Tissue Differences in Insulin Receptors: Acute Changes in Insulin Binding Characteristics Induced by Wheat Germ Agglutinin

Abstract

The plant lectin, wheat germ agglutinin (WGA), produced differential effects on insulin binding by insulin receptors from rat adipocytes, rat liver, human placenta, and human monocytes. Treatment of adipocyte membranes with WGA (1 μg/ml) markedly enhanced insulin binding (500% of control, 100%) conducted with 5 × 10-10 M 125I-insulin. The lectin's effect on insulin binding by liver membranes was significantly less (260% of control) and required a larger WGA concentration (5 μg/ml) to produce the stimulation. Insulin binding by placental membranes was increased only slightly (140%) by WGA, and monocytes failed to respond.

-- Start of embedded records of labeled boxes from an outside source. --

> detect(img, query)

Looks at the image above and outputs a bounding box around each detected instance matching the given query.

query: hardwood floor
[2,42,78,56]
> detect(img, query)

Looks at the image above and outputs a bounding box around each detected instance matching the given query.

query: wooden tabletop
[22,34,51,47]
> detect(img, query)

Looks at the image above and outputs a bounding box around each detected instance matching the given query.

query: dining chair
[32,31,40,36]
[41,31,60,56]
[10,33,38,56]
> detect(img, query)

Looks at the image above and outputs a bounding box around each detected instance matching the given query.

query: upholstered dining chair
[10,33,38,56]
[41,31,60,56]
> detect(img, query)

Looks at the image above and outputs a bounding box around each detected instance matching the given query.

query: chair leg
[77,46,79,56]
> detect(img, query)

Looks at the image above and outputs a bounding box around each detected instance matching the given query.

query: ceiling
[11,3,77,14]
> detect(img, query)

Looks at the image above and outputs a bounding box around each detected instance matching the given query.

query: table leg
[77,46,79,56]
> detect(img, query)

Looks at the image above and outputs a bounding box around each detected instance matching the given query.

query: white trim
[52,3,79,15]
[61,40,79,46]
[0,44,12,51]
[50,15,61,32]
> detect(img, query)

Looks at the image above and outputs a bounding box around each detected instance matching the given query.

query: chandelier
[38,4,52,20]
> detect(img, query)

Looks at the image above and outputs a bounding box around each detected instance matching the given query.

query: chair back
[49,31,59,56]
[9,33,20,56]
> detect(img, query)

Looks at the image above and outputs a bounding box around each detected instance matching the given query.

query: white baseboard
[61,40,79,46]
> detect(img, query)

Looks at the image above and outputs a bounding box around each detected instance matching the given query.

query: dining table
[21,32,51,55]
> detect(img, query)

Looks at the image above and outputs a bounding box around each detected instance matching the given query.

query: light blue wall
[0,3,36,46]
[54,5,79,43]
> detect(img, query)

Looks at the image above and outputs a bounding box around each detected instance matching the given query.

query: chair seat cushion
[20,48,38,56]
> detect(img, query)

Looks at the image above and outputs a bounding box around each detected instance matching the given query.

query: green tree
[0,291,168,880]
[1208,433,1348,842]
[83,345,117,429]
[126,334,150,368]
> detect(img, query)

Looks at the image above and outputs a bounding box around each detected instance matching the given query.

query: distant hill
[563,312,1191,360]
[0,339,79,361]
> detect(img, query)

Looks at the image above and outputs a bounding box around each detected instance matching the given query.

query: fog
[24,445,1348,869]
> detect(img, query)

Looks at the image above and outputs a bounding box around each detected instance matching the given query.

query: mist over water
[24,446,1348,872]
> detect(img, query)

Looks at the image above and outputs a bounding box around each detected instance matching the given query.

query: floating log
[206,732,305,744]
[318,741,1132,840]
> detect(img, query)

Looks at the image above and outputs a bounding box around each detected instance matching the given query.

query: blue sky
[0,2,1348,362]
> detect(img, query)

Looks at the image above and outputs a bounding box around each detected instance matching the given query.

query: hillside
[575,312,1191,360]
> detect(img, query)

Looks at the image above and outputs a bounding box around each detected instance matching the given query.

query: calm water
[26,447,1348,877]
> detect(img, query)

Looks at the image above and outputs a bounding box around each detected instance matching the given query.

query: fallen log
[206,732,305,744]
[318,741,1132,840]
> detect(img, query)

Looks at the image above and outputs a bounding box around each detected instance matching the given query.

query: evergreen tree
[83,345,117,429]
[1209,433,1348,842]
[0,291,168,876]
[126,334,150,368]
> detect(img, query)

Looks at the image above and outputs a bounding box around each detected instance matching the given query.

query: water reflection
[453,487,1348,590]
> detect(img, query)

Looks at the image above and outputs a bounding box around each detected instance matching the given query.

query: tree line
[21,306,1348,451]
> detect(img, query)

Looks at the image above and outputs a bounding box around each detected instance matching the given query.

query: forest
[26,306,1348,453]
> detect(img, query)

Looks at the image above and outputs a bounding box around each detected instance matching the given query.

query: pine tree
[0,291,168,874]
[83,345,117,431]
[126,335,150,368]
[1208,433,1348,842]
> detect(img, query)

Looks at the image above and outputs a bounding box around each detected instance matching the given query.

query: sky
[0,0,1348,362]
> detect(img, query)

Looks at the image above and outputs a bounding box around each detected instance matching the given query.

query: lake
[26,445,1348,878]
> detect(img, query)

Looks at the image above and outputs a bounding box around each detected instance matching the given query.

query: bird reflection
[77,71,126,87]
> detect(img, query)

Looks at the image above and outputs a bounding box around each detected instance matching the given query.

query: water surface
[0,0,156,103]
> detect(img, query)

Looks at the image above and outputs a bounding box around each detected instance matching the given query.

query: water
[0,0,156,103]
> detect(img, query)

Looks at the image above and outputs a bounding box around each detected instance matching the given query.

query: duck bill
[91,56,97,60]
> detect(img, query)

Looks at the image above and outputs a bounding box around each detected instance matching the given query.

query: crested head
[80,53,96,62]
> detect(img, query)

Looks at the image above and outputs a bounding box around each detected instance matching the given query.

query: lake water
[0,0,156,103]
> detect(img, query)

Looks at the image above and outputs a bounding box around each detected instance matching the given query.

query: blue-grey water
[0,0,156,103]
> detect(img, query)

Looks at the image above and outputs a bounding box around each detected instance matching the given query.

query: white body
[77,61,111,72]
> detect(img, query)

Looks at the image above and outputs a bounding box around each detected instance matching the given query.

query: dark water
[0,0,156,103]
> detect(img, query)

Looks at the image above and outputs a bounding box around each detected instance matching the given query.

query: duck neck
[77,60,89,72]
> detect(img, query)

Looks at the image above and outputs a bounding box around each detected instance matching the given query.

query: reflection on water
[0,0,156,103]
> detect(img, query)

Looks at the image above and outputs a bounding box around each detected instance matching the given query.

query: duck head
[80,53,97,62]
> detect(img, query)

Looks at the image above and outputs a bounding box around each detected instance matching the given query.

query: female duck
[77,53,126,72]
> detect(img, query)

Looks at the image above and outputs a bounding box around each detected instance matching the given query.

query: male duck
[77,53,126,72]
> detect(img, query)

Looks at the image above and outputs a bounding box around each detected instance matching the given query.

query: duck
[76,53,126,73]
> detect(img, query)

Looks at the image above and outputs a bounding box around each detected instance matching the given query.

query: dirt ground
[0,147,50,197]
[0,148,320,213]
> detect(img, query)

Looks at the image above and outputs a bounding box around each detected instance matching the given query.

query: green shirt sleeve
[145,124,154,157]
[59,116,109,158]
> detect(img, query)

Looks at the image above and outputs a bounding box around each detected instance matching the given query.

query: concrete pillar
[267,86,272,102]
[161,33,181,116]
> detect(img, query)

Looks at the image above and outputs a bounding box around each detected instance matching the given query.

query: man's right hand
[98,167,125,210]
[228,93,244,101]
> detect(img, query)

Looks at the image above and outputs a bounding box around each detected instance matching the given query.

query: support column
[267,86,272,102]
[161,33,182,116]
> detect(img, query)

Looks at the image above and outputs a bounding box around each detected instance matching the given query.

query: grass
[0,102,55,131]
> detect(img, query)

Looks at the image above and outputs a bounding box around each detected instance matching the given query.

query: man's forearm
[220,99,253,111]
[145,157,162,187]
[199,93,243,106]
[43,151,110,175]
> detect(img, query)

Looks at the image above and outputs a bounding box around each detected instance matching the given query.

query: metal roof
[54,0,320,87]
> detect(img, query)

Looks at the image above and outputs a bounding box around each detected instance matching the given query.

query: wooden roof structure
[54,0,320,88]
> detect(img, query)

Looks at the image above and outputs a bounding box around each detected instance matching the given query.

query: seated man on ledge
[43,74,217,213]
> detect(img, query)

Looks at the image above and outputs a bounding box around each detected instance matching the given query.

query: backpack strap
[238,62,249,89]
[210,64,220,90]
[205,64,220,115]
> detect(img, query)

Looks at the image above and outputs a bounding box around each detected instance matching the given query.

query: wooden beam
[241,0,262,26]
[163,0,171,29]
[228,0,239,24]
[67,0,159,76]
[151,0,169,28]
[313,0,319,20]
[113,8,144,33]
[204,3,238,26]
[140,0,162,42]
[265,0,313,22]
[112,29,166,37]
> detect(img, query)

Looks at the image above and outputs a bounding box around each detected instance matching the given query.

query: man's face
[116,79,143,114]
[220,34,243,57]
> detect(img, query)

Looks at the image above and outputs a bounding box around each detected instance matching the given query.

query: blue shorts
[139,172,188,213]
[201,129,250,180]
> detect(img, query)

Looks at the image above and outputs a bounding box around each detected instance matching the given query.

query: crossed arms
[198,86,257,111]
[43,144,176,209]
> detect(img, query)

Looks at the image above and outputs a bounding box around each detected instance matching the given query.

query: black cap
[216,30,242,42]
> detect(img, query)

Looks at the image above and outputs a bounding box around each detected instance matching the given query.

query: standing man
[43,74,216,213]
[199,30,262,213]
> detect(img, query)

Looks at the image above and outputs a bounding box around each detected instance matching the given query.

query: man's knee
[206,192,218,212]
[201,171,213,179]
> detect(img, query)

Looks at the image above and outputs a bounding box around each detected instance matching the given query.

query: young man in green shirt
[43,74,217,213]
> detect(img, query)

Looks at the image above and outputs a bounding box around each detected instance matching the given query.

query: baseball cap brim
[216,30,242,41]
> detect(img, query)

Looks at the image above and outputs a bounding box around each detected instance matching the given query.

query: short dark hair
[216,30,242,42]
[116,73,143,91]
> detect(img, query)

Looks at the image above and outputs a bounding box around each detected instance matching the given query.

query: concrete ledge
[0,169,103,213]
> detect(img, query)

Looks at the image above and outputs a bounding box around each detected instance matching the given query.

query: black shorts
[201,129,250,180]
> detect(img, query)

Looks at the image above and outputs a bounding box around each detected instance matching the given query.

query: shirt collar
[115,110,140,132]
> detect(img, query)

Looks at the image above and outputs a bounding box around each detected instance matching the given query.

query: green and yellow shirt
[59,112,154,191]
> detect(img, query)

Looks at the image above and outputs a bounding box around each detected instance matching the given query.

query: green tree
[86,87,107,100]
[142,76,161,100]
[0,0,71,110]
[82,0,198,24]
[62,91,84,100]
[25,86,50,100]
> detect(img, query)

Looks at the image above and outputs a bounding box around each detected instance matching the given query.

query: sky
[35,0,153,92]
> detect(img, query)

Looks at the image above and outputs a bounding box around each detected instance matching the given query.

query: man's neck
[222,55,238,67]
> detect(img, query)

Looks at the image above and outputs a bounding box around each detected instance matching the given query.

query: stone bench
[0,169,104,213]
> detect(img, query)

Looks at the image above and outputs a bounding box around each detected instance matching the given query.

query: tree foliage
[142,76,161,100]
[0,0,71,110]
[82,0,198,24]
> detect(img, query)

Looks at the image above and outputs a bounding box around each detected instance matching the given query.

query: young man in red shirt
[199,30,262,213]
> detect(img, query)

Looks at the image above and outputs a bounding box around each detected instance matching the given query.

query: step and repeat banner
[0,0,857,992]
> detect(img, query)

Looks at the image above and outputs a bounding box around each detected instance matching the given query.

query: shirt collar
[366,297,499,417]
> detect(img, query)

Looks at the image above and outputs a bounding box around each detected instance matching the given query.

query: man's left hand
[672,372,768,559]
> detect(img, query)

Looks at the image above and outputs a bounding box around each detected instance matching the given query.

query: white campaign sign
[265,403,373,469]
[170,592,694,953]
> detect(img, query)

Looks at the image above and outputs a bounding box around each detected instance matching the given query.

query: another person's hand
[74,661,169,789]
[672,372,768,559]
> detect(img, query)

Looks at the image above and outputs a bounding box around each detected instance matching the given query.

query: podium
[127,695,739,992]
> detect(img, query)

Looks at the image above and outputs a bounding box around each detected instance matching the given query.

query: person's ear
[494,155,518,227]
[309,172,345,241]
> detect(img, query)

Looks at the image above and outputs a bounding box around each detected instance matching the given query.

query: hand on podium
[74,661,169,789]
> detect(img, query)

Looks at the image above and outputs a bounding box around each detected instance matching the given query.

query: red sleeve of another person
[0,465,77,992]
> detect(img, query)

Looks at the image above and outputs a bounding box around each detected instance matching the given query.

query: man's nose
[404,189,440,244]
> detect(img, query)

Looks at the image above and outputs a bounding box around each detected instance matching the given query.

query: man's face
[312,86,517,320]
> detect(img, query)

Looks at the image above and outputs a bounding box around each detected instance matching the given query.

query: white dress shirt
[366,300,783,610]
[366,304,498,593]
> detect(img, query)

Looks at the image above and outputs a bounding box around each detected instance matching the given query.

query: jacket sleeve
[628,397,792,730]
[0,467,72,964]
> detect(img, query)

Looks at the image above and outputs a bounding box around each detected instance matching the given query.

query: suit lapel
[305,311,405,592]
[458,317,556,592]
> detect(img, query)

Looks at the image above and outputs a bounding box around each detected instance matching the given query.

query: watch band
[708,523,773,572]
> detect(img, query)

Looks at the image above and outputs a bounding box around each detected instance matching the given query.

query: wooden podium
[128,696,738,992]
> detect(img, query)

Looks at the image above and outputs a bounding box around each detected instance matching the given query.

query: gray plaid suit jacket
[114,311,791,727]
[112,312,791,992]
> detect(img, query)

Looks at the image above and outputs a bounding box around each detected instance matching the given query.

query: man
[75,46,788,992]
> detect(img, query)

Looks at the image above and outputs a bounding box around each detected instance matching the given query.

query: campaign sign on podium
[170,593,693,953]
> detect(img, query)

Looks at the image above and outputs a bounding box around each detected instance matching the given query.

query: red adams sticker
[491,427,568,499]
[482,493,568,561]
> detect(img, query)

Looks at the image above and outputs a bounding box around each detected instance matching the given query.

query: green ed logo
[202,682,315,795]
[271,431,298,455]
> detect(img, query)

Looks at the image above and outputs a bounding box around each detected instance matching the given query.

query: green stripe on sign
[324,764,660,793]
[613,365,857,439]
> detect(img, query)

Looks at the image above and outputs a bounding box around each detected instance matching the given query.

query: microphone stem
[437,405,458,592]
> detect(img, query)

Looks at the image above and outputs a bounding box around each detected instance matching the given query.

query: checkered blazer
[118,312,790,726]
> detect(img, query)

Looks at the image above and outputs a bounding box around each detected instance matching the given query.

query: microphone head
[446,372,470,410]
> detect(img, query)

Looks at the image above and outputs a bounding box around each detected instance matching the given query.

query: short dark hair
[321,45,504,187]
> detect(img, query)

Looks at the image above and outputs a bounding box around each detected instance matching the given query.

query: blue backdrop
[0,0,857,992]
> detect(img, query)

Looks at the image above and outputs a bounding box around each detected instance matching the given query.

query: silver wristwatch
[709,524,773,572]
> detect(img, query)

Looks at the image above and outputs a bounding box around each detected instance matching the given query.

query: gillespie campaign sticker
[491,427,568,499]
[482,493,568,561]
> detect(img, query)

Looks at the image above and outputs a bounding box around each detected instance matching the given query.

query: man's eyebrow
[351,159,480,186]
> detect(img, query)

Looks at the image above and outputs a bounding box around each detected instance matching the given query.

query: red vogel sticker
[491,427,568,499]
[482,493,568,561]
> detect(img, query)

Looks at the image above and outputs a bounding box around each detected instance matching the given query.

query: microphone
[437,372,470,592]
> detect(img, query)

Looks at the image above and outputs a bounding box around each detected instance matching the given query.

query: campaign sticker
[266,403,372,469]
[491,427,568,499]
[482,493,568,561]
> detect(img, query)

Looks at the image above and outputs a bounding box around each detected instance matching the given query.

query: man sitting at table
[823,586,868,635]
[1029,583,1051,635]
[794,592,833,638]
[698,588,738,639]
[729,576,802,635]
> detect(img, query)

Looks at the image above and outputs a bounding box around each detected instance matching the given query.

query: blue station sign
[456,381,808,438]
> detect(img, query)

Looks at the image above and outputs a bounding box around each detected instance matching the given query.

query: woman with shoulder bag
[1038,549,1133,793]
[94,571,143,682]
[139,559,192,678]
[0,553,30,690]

The rate of insulin dissociation from the membrane preparations was decreased by lectin treatment. This effect was most prominent with adipocyte membranes, followed next by liver membranes, whereas only a slight inhibition was found with placental membranes. Scatchard analysis of the adipocyte receptor binding data indicated that WGA treatment completely linearizes the normally curvilinear plot to one high-affinity component (Kd of 0.22 nM) and decreases total insulin binding capacity by 60%. Similar effects were found with liver membranes, except that the extent of the changes was not as dramatic. WGA treatment did not linearize the Scatchard plot determined for placental membranes. Adipocyte and liver receptors solubilized by Triton X-100 responded to WGA, although the response was less in the former (350% above control, 100%) and greater in the latter (500%). Solubilization of placental receptors did not improve their response to the lectin. These results suggest differences in the structure of the insulin receptors from different tissues. Furthermore, the effects of WGA on adipocyte and liver receptors indicate the potential usefulness of this lectin in studies of acute changes in the the insulin binding properties of these insulin target tissues.